Of course that doesn't mean we can't question our authorities, but where intelligence is involved it's extremely difficult to do so accurately because VERY little will ever be made public. As boring as it may sound - the government can't and don't control every little action of Police and our other agencies for their own political benefit.
They can control the public release of information about such threats/arrests and the following reaction.
In this case, it appears that if the AU Government didn't act publicly, the UK Government would.
There is a difference between making any necessary arrests and nothing more, saying "there was a threat, it has been prevented, carry on as normal" and turning the whole thing into a big show and increasing "security" in a way that ultimately does nothing more then increase the paranoia level and creating easier targets while doing nothing of any real use.
Liquid limits were put in place as a direct result of a "plot" that never got into operational planning and was not physical possible even it it had be tried.
Body scanners, which don't work, are easily bypassed and have excessively high false positive scans, were rolled out as a direct result of an attempt which didn't work whose perpetrator was known to authorities, had been warned about by family members, didn't have a visa and was still let on the flight anyway.
Shoes are required to come off at checkpoints in many parts of the world as a direct result of an attempt which also didn't work whose perpetrator was again known to authorities and had been stopped and turned away at the checkpoint.
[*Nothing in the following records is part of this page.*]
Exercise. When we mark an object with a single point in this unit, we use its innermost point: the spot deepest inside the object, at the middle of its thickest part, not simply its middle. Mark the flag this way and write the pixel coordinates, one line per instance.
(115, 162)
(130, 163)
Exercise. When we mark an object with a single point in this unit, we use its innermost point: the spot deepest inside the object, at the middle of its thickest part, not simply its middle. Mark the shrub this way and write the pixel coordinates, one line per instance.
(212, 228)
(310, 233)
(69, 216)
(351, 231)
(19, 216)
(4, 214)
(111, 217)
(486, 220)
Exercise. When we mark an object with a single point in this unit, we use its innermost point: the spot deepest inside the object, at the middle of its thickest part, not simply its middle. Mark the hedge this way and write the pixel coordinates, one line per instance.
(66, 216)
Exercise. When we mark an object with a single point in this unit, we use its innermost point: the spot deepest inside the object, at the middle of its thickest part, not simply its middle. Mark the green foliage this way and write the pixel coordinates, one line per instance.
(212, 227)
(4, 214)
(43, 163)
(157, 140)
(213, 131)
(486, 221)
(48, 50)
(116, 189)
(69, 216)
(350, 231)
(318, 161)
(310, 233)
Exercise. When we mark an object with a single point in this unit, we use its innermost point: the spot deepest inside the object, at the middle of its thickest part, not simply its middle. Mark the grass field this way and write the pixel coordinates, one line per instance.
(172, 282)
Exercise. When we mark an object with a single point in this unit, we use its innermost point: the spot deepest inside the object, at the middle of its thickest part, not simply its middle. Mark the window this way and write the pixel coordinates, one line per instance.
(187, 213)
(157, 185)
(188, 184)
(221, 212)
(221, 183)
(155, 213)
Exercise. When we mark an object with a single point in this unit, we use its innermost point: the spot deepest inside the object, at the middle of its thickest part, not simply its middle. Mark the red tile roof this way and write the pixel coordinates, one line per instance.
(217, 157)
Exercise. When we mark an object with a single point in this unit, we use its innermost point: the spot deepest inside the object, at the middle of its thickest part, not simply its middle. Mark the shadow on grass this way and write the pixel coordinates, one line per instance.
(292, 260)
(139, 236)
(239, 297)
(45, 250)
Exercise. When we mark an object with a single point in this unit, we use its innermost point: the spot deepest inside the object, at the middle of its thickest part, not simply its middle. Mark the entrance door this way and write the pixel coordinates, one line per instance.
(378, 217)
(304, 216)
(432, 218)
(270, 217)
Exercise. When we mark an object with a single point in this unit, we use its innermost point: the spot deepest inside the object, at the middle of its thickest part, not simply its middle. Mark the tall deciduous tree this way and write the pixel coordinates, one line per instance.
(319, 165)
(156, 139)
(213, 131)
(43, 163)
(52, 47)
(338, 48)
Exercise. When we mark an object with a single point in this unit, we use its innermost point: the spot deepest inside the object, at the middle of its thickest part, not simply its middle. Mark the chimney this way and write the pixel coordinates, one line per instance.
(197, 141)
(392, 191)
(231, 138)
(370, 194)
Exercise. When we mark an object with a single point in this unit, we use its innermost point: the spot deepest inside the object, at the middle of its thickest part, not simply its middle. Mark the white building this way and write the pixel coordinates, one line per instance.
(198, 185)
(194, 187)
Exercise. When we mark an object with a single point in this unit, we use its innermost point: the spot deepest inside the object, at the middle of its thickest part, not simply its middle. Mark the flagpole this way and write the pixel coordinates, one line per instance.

Where upon he returned the next day and was guided around the screening.
There is also the US government making threats about "do this at screening, or we'll ban large electronics on flights to/from US".
While there is some level of threat, such threat is often overblown by authorities. Even though authorities can't (always) control such actions, they can and do control the response to said actions. Such response is usually unwarranted and often far more damaging then the thing they prevented would have been.